Setelah memahami hakikat seorang intelektual, apa cara yang bisa ditempuh jika sekolah sampai mentok dan bekerja di posisi-posisi tertentu tersebut tidak bisa dilakukan? Pertanyaanya jadi begitu, toh?

Ternyata ada pilihan-pilihan lain. Secara hakikat (menurut saya) tetap menjawab fungsi dan peran intelektual di masyarakat. Secara bentuk juga sama menggugahnya dengan apa yang dilakukan para intelektual. Tapi ya rupanya saja yang berbeda.

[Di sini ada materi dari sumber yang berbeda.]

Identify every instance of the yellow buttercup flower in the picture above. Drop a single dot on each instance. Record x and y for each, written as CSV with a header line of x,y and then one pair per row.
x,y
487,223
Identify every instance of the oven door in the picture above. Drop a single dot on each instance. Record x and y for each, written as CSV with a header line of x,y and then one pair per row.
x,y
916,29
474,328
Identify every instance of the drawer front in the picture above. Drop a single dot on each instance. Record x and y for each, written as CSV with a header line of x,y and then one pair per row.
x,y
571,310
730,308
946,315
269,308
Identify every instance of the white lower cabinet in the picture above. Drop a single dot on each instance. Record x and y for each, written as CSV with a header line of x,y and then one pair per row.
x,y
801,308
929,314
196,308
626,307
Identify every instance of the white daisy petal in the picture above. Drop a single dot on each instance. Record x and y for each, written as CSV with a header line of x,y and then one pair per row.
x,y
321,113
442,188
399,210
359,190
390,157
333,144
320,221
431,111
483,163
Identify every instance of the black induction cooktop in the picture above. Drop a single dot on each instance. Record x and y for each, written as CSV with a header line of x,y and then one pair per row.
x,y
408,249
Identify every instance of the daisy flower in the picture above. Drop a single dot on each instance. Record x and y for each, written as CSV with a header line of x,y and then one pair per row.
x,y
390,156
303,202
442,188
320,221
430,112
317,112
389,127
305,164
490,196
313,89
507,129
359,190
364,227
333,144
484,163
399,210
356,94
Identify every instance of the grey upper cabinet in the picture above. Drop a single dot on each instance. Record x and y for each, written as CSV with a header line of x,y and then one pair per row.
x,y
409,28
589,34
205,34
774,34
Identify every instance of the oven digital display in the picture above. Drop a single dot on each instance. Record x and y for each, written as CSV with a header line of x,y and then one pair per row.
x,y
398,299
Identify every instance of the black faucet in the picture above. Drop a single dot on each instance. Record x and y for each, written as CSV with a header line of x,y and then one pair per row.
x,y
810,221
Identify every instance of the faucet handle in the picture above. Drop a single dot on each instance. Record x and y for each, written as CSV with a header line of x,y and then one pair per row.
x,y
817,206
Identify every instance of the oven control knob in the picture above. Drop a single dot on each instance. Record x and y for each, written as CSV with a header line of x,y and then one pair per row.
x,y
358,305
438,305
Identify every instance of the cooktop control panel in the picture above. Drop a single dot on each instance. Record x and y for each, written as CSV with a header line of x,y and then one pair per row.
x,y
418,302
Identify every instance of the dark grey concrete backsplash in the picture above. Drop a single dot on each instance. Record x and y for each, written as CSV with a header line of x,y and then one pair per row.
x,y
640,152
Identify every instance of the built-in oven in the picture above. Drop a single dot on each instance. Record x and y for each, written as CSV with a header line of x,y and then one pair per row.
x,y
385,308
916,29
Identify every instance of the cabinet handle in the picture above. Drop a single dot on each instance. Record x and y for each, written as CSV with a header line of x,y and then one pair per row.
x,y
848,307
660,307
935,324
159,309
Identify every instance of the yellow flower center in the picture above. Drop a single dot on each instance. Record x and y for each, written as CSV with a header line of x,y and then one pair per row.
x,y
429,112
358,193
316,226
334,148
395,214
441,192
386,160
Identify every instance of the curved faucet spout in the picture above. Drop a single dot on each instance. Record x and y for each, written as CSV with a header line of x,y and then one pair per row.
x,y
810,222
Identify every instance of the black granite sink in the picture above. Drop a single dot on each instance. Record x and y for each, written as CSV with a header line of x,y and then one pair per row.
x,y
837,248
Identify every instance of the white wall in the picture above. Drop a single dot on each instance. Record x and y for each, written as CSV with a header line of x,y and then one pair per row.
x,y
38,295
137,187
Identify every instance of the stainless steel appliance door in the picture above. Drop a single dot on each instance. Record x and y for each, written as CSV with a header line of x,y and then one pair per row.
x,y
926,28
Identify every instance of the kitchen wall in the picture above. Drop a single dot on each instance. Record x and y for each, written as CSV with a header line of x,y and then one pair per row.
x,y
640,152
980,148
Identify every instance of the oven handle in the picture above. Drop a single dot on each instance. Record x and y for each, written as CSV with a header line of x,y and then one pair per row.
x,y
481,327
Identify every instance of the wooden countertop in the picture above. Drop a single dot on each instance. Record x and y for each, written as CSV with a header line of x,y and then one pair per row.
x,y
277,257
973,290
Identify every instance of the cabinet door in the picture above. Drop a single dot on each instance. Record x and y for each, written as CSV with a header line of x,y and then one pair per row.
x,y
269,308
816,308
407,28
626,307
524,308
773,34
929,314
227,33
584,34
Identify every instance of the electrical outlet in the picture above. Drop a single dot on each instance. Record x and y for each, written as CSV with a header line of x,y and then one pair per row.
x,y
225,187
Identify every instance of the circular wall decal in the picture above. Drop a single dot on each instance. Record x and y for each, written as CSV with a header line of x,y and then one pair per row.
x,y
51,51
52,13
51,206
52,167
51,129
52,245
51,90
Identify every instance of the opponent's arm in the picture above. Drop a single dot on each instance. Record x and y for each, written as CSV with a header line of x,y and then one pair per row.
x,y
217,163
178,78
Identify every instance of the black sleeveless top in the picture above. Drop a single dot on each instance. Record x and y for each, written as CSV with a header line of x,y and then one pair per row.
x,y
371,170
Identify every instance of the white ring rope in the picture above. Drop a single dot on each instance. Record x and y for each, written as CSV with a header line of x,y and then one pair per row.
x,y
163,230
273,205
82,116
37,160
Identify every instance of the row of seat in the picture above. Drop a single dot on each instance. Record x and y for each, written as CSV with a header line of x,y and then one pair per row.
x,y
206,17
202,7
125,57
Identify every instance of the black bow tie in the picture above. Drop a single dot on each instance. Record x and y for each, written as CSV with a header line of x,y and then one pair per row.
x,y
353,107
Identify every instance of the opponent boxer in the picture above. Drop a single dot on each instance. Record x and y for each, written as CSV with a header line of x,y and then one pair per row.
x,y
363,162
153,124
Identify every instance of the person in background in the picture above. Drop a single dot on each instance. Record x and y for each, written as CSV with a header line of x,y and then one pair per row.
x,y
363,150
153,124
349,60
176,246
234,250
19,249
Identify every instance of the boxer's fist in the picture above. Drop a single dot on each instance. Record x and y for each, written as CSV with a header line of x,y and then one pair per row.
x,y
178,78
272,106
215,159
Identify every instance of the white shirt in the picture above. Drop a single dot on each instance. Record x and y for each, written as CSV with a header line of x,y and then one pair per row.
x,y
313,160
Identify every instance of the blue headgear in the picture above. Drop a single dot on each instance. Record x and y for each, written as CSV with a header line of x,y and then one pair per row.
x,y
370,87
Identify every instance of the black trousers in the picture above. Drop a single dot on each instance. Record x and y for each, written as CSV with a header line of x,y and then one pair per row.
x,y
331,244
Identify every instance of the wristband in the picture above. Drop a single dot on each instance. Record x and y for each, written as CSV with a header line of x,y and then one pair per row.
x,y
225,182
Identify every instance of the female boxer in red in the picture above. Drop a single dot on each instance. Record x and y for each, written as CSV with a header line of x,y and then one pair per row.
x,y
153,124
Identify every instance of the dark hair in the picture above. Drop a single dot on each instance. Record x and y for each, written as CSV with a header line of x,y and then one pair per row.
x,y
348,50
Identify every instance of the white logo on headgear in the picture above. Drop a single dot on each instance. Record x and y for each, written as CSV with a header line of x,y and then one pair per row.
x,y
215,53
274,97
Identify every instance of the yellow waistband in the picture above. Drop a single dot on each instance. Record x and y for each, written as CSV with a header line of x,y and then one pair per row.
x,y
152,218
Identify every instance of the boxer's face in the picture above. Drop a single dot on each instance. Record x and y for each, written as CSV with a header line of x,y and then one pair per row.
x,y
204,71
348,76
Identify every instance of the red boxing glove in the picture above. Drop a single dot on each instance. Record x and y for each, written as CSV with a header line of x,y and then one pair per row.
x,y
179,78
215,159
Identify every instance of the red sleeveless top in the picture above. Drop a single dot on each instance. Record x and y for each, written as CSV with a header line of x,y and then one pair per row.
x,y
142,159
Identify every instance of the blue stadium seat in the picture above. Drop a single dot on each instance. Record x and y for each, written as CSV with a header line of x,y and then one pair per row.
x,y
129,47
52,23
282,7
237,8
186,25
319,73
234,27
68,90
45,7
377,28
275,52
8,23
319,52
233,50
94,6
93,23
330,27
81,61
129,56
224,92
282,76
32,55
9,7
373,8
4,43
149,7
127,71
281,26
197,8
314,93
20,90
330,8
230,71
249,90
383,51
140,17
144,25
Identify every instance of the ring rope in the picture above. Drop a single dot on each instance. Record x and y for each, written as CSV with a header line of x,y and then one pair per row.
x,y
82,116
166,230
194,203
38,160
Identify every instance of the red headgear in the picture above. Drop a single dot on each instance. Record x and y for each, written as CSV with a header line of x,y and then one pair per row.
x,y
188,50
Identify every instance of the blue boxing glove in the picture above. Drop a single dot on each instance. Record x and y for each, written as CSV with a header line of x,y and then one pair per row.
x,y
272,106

Saya tidak akan menyebutkan caranya. Tapi kerja-kerja yang dilakukan oleh orang-orang ini lah yang sebenarnya banyak menggugah, mencerdaskan, dan menyegarkan pikiran saya selama ini. Bisa dibilang, kerja-kerja mereka lah yang justru memberikan pengayaan kepada saya dalam perjalan intelektual ini, bukan mereka yang sekolah sampai mentok, bukan juga mereka yang berada di posisi-posisi tertentu itu.

Ya tentu ada dosen-dosen dan peneliti yang punya kontribusi besar dalam perjalanan intelektual saya. Tapi jumlahnya sedikit dan sifatnya sangat personal. Sementara genre intelektual yang lain ini punya pengaruh yang lebih luas sekaligus lebih dalam. Dibanding membaca paper-paper yang menjemukan dan membosankan itu, produk-produk dari genre yang lain ini justru mencerdaskan, sekaligus menyentuh. Mereka adalah gabungan orang pintar dengan orang yang jago berbicara.

Jadi, sepertinya ada addendum dalam cita-cita saya di usia segini. Tapi saya sambil pikir-pikir lagi. Ada tidak ya penulis esai yang tulisannya egois dan narsis begini? Ada tidak ya penulis esai yang personal esainya kelewat personal sehingga bagian esainya tidak lagi punya bobot?

It is easy in the world to live after the world’s opinion; it is easy in solitude to live after our own; but the great man is he who in the midst of the crowd keeps with perfect sweetness the independence of solitude.

Ya, seandainya cita-cita ini gagal bermanfaat untuk orang banyak, saya yakin manfaatnya tetap ada untuk diri sendiri. Karena saya yakin betul, menulis esai, tujuan utamanya, ya untuk diri sendiri, bukan untuk siapa-siapa. Bahwa nanti dibaca orang, itu rumus lama risalah akan menemukan pembacanya saja. Tapi bahwa tulisan itu mewujud, itu tak bukan dan tak lain adalah pergulatan penulisnya sendiri saja.

TL;DR

Karena nyari sekolah S3 yang bisa sambil kerja tapi dapat beasiswa susah, buruh tulis ini menghibur dirinya untuk jadi penulis esai lepasan saja. Supaya gak mulia-mulia amat, ia berkilah bahwa ia menulis esai untuk dirinya saja, bukan untuk orang banyak.